When it does arrive, he quips, “We’ll be back tomorrow for our entrées.”

I really appreciated her friendly, “Be careful girl, you’re making a mess of yourself,” when she noticed me dribbling lobster veloute down the front of my shirt — a consequence of dipping pieces of my crab-stuffed mushroom perhaps a bit too enthusiastically in the luscious sauce before forking them into my mouth. And her considerate warning on a Saturday night that our orders might be slow coming out, the result of two big parties going on simultaneously, made it a nonissue. We kicked back, let the good times roll, and enjoyed a leisurely meal.

For those with a sweet tooth, it’s a happy moment when the dessert trolley rolls around. Choices include cheesecake, fried apple pie and bread pudding. We opted for a buttery peach cobbler ($6) that proved a bit too sugary for my taste, and a generous slice of oh-so-moist red velvet cake ($6) that quickly disappeared despite the fact that we had declared ourselves full before taking the first bite.

The wine list is small but notable for its reasonable prices and highly informative descriptive notes.

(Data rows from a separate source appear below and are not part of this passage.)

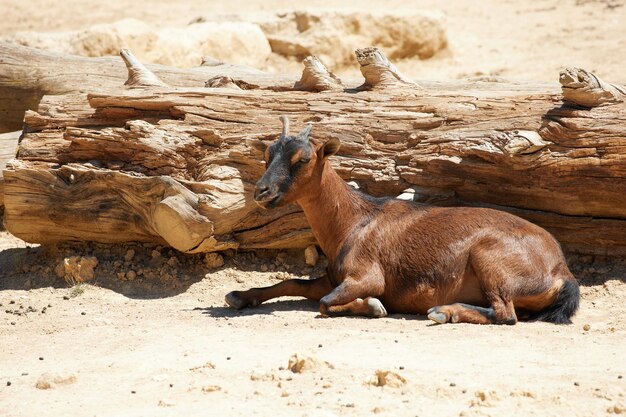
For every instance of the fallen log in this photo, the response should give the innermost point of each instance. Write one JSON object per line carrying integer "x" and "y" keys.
{"x": 177, "y": 165}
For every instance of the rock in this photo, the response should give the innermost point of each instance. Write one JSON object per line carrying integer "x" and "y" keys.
{"x": 333, "y": 36}
{"x": 299, "y": 363}
{"x": 79, "y": 268}
{"x": 59, "y": 270}
{"x": 50, "y": 380}
{"x": 310, "y": 255}
{"x": 213, "y": 260}
{"x": 387, "y": 378}
{"x": 166, "y": 403}
{"x": 130, "y": 254}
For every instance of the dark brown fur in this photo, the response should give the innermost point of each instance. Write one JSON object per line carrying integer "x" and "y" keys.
{"x": 472, "y": 265}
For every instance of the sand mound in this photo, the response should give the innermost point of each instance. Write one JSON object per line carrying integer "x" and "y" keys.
{"x": 333, "y": 36}
{"x": 236, "y": 42}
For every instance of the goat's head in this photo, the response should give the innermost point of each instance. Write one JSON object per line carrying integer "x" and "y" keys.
{"x": 294, "y": 166}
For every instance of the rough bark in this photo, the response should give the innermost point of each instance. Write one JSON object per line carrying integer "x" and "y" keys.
{"x": 177, "y": 166}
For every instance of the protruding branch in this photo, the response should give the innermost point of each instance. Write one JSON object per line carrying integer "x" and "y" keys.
{"x": 222, "y": 81}
{"x": 316, "y": 77}
{"x": 285, "y": 121}
{"x": 586, "y": 89}
{"x": 138, "y": 74}
{"x": 378, "y": 71}
{"x": 209, "y": 61}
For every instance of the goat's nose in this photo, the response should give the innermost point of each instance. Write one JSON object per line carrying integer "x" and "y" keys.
{"x": 261, "y": 190}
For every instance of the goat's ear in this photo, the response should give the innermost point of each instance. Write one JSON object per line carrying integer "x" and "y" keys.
{"x": 330, "y": 147}
{"x": 304, "y": 133}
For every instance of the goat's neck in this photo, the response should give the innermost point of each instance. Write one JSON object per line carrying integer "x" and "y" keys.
{"x": 332, "y": 211}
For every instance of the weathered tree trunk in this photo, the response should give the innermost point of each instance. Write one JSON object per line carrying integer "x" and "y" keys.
{"x": 177, "y": 166}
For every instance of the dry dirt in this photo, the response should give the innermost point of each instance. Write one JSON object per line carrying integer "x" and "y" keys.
{"x": 163, "y": 342}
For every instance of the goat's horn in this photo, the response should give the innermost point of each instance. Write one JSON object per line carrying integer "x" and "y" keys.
{"x": 285, "y": 121}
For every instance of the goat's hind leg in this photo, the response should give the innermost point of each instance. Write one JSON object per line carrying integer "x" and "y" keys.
{"x": 355, "y": 298}
{"x": 500, "y": 312}
{"x": 368, "y": 307}
{"x": 313, "y": 289}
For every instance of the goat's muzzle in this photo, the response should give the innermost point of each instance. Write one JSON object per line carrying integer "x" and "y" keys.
{"x": 265, "y": 196}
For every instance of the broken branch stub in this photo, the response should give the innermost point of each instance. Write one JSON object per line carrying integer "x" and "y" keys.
{"x": 586, "y": 89}
{"x": 138, "y": 74}
{"x": 316, "y": 77}
{"x": 378, "y": 71}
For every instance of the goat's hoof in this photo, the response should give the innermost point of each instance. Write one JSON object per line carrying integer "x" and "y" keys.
{"x": 438, "y": 316}
{"x": 377, "y": 309}
{"x": 235, "y": 301}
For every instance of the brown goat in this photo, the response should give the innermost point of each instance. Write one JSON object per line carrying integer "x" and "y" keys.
{"x": 471, "y": 265}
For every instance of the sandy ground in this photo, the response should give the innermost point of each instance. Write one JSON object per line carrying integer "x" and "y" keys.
{"x": 508, "y": 38}
{"x": 165, "y": 344}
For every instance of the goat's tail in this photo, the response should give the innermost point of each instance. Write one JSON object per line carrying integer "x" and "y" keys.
{"x": 564, "y": 306}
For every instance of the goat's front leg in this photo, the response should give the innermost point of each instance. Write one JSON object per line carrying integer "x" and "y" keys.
{"x": 313, "y": 289}
{"x": 355, "y": 298}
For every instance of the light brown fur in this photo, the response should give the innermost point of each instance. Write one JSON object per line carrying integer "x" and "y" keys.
{"x": 470, "y": 265}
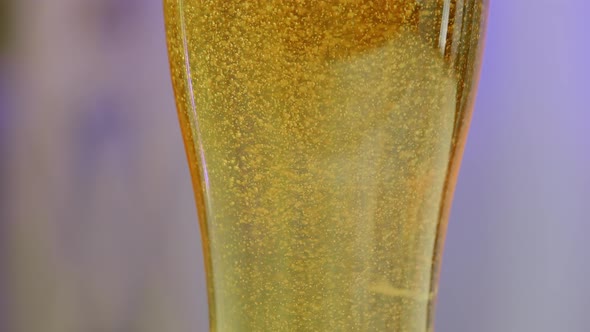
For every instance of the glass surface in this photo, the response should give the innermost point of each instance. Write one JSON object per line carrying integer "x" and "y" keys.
{"x": 323, "y": 139}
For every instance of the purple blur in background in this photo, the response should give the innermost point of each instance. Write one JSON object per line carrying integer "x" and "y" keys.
{"x": 98, "y": 230}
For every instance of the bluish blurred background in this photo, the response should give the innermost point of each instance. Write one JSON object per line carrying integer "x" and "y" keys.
{"x": 98, "y": 228}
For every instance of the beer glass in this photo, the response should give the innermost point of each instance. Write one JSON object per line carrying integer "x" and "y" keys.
{"x": 324, "y": 139}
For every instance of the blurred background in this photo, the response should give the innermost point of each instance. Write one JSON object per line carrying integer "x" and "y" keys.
{"x": 98, "y": 229}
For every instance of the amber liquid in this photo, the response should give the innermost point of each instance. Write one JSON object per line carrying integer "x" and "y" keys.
{"x": 323, "y": 138}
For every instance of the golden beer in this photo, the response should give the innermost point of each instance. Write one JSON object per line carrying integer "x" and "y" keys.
{"x": 323, "y": 137}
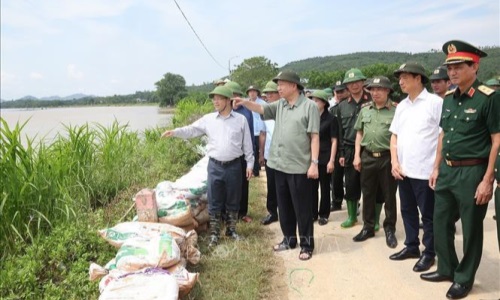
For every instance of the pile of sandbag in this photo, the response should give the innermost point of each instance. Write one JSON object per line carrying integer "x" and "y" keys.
{"x": 147, "y": 251}
{"x": 182, "y": 203}
{"x": 154, "y": 250}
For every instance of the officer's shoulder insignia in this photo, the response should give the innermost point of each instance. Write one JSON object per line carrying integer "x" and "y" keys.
{"x": 450, "y": 92}
{"x": 486, "y": 90}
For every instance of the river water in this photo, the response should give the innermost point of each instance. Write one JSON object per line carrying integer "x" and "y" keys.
{"x": 46, "y": 123}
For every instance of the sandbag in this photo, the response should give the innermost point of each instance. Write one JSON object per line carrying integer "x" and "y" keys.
{"x": 145, "y": 205}
{"x": 184, "y": 278}
{"x": 173, "y": 207}
{"x": 121, "y": 232}
{"x": 138, "y": 253}
{"x": 151, "y": 283}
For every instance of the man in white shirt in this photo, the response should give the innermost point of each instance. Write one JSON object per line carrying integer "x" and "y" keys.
{"x": 229, "y": 138}
{"x": 415, "y": 130}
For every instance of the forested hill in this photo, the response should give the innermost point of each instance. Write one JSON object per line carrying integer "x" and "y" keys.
{"x": 489, "y": 67}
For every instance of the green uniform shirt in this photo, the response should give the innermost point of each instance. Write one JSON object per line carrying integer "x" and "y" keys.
{"x": 468, "y": 120}
{"x": 347, "y": 114}
{"x": 291, "y": 143}
{"x": 375, "y": 125}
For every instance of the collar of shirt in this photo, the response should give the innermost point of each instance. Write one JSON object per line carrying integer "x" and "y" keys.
{"x": 423, "y": 95}
{"x": 231, "y": 114}
{"x": 388, "y": 104}
{"x": 470, "y": 91}
{"x": 299, "y": 101}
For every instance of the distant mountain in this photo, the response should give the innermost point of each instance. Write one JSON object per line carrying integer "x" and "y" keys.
{"x": 70, "y": 97}
{"x": 489, "y": 67}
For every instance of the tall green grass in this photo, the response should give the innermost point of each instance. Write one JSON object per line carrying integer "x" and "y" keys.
{"x": 84, "y": 168}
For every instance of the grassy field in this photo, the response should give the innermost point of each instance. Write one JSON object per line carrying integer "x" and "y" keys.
{"x": 55, "y": 197}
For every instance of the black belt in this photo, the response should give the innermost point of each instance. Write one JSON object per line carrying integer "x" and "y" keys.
{"x": 224, "y": 163}
{"x": 378, "y": 154}
{"x": 466, "y": 162}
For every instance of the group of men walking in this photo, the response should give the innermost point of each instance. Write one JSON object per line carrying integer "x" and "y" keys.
{"x": 441, "y": 154}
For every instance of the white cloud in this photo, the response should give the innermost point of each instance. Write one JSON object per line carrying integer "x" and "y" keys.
{"x": 73, "y": 72}
{"x": 36, "y": 75}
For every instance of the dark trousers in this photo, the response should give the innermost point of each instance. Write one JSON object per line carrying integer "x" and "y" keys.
{"x": 378, "y": 186}
{"x": 497, "y": 210}
{"x": 243, "y": 211}
{"x": 415, "y": 195}
{"x": 338, "y": 182}
{"x": 272, "y": 201}
{"x": 352, "y": 177}
{"x": 455, "y": 190}
{"x": 224, "y": 187}
{"x": 294, "y": 205}
{"x": 324, "y": 183}
{"x": 256, "y": 165}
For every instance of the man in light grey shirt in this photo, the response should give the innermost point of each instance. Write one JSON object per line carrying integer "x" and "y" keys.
{"x": 229, "y": 138}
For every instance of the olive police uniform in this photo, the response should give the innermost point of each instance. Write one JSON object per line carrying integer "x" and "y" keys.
{"x": 468, "y": 120}
{"x": 338, "y": 170}
{"x": 347, "y": 115}
{"x": 376, "y": 174}
{"x": 497, "y": 197}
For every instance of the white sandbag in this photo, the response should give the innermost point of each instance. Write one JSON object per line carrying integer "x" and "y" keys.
{"x": 121, "y": 232}
{"x": 145, "y": 284}
{"x": 184, "y": 278}
{"x": 145, "y": 205}
{"x": 173, "y": 207}
{"x": 138, "y": 253}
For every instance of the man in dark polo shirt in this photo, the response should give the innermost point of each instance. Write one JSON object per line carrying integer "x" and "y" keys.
{"x": 347, "y": 114}
{"x": 463, "y": 174}
{"x": 294, "y": 156}
{"x": 373, "y": 160}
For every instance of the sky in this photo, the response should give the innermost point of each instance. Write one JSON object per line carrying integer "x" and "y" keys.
{"x": 108, "y": 47}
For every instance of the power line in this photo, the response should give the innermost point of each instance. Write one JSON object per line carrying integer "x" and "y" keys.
{"x": 199, "y": 39}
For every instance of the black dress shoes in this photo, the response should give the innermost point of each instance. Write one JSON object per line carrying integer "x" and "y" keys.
{"x": 405, "y": 254}
{"x": 434, "y": 277}
{"x": 424, "y": 263}
{"x": 269, "y": 219}
{"x": 458, "y": 291}
{"x": 390, "y": 239}
{"x": 364, "y": 235}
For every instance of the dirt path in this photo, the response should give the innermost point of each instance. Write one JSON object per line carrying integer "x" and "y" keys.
{"x": 343, "y": 269}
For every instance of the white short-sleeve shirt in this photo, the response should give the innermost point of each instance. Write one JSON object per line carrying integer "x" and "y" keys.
{"x": 416, "y": 125}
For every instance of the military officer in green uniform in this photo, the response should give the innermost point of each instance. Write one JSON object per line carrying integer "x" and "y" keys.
{"x": 463, "y": 174}
{"x": 372, "y": 159}
{"x": 497, "y": 197}
{"x": 347, "y": 114}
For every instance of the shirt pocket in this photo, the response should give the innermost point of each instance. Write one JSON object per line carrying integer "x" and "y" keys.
{"x": 445, "y": 120}
{"x": 467, "y": 123}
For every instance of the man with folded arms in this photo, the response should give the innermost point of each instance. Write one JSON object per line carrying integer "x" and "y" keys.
{"x": 463, "y": 173}
{"x": 415, "y": 131}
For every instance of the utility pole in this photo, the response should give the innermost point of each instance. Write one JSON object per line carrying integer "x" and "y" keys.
{"x": 229, "y": 64}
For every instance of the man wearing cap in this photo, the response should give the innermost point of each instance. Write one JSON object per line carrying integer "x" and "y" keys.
{"x": 253, "y": 94}
{"x": 265, "y": 139}
{"x": 327, "y": 149}
{"x": 341, "y": 93}
{"x": 440, "y": 82}
{"x": 463, "y": 173}
{"x": 372, "y": 159}
{"x": 415, "y": 130}
{"x": 493, "y": 83}
{"x": 236, "y": 88}
{"x": 229, "y": 138}
{"x": 347, "y": 115}
{"x": 294, "y": 157}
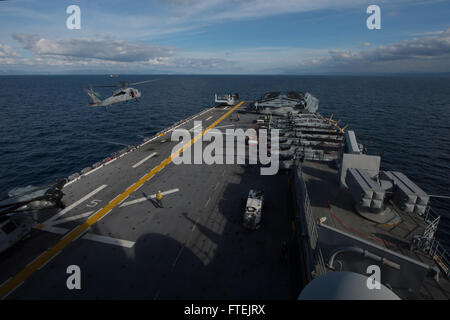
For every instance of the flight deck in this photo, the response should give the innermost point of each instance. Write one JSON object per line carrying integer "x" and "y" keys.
{"x": 194, "y": 247}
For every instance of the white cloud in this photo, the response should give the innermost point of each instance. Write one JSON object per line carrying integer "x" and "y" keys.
{"x": 430, "y": 53}
{"x": 104, "y": 49}
{"x": 7, "y": 51}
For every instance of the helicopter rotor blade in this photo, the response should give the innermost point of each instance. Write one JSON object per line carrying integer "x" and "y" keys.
{"x": 135, "y": 83}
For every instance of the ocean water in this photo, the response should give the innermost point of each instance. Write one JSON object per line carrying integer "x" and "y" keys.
{"x": 46, "y": 132}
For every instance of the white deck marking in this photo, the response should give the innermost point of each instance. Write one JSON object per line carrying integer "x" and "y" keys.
{"x": 145, "y": 159}
{"x": 76, "y": 217}
{"x": 93, "y": 237}
{"x": 50, "y": 260}
{"x": 109, "y": 240}
{"x": 124, "y": 154}
{"x": 195, "y": 127}
{"x": 153, "y": 196}
{"x": 73, "y": 205}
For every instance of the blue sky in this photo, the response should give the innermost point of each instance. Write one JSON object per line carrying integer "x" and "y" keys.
{"x": 225, "y": 37}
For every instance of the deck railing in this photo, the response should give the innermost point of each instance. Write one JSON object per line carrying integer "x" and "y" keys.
{"x": 436, "y": 251}
{"x": 313, "y": 234}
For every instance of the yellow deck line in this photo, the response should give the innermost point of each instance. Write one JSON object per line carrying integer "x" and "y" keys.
{"x": 43, "y": 259}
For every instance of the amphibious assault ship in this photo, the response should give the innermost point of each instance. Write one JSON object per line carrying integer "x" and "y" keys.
{"x": 329, "y": 216}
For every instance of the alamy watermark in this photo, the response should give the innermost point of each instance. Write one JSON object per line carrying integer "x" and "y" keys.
{"x": 74, "y": 20}
{"x": 374, "y": 20}
{"x": 222, "y": 146}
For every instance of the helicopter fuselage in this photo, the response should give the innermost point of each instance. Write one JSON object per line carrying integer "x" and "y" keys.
{"x": 121, "y": 95}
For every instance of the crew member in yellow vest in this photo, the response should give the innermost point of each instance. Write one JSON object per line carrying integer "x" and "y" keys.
{"x": 159, "y": 199}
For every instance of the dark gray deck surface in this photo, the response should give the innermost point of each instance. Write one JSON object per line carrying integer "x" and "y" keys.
{"x": 193, "y": 248}
{"x": 321, "y": 179}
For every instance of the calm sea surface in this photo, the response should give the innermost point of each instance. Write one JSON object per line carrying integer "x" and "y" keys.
{"x": 46, "y": 132}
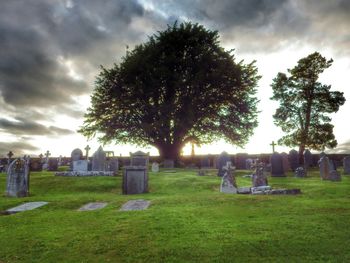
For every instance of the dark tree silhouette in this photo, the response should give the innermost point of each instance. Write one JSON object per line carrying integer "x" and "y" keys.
{"x": 178, "y": 87}
{"x": 305, "y": 105}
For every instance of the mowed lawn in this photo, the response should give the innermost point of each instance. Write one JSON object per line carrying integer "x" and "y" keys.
{"x": 189, "y": 220}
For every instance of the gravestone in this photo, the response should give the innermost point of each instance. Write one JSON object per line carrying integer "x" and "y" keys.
{"x": 99, "y": 160}
{"x": 276, "y": 162}
{"x": 92, "y": 206}
{"x": 52, "y": 164}
{"x": 35, "y": 165}
{"x": 285, "y": 162}
{"x": 155, "y": 167}
{"x": 168, "y": 163}
{"x": 113, "y": 165}
{"x": 249, "y": 164}
{"x": 324, "y": 168}
{"x": 307, "y": 159}
{"x": 300, "y": 172}
{"x": 221, "y": 162}
{"x": 18, "y": 178}
{"x": 259, "y": 178}
{"x": 139, "y": 159}
{"x": 228, "y": 181}
{"x": 346, "y": 165}
{"x": 76, "y": 155}
{"x": 293, "y": 158}
{"x": 240, "y": 160}
{"x": 135, "y": 180}
{"x": 205, "y": 162}
{"x": 80, "y": 166}
{"x": 134, "y": 205}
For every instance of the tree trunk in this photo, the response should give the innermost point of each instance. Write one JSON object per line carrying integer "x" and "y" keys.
{"x": 301, "y": 154}
{"x": 169, "y": 151}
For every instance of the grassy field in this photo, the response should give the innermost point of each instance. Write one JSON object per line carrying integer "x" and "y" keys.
{"x": 188, "y": 221}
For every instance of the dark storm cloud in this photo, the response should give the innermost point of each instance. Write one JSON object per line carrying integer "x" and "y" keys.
{"x": 18, "y": 148}
{"x": 26, "y": 127}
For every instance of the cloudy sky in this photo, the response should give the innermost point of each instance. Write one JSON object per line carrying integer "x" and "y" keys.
{"x": 51, "y": 52}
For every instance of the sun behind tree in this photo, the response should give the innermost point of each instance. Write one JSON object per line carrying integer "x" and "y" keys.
{"x": 305, "y": 105}
{"x": 178, "y": 87}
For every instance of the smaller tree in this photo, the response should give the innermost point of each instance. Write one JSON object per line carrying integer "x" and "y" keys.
{"x": 305, "y": 105}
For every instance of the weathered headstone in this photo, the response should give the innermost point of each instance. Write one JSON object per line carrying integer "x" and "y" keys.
{"x": 52, "y": 164}
{"x": 113, "y": 165}
{"x": 135, "y": 180}
{"x": 99, "y": 160}
{"x": 80, "y": 166}
{"x": 221, "y": 162}
{"x": 307, "y": 159}
{"x": 300, "y": 172}
{"x": 168, "y": 163}
{"x": 324, "y": 168}
{"x": 293, "y": 158}
{"x": 259, "y": 177}
{"x": 76, "y": 155}
{"x": 155, "y": 167}
{"x": 139, "y": 159}
{"x": 35, "y": 165}
{"x": 240, "y": 160}
{"x": 228, "y": 181}
{"x": 276, "y": 165}
{"x": 18, "y": 178}
{"x": 285, "y": 162}
{"x": 334, "y": 176}
{"x": 346, "y": 165}
{"x": 205, "y": 162}
{"x": 134, "y": 205}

We drank by the glass and were pleased with a smooth, full-bodied Terrazas Malbec from Argentina ($6) and a bright, crisp Italian Cavit Pinot Grigio ($5). There are nine varieties of champagne, some available by the glass ($9), and for serious celebrators, a $225 bottle of Dom Perignon.

For those in the know, this is the place to be when hunger hits and the normal dinner hour is long passed. On a weeknight there were more people tucking into orders of roasted chicken, grilled salmon and filet mignon at 9 p.m. than when we arrived at 7.

I’m not surprised. It’s a gem of a restaurant that delivers a satisfying out-to-eat experience. This place has everything going for it but location — and that should definitely not keep anyone away.

 

Chester’s Fine Cuisine, 1990 Noble Road, East Cleveland, (216) 451-2073. Hours: Lunch Wed-Fri 11 a.m. - 3 p.m., Dinner Wed & Thu 5 - 10 p.m., Fri & Sat 5 - midnight, Sun 2 - 9 p.m. Handicapped accessible. Nonsmoking. Parking in lot across the street. Reservations suggested for Friday and Saturday nights, when there is live music. All major credit cards accepted.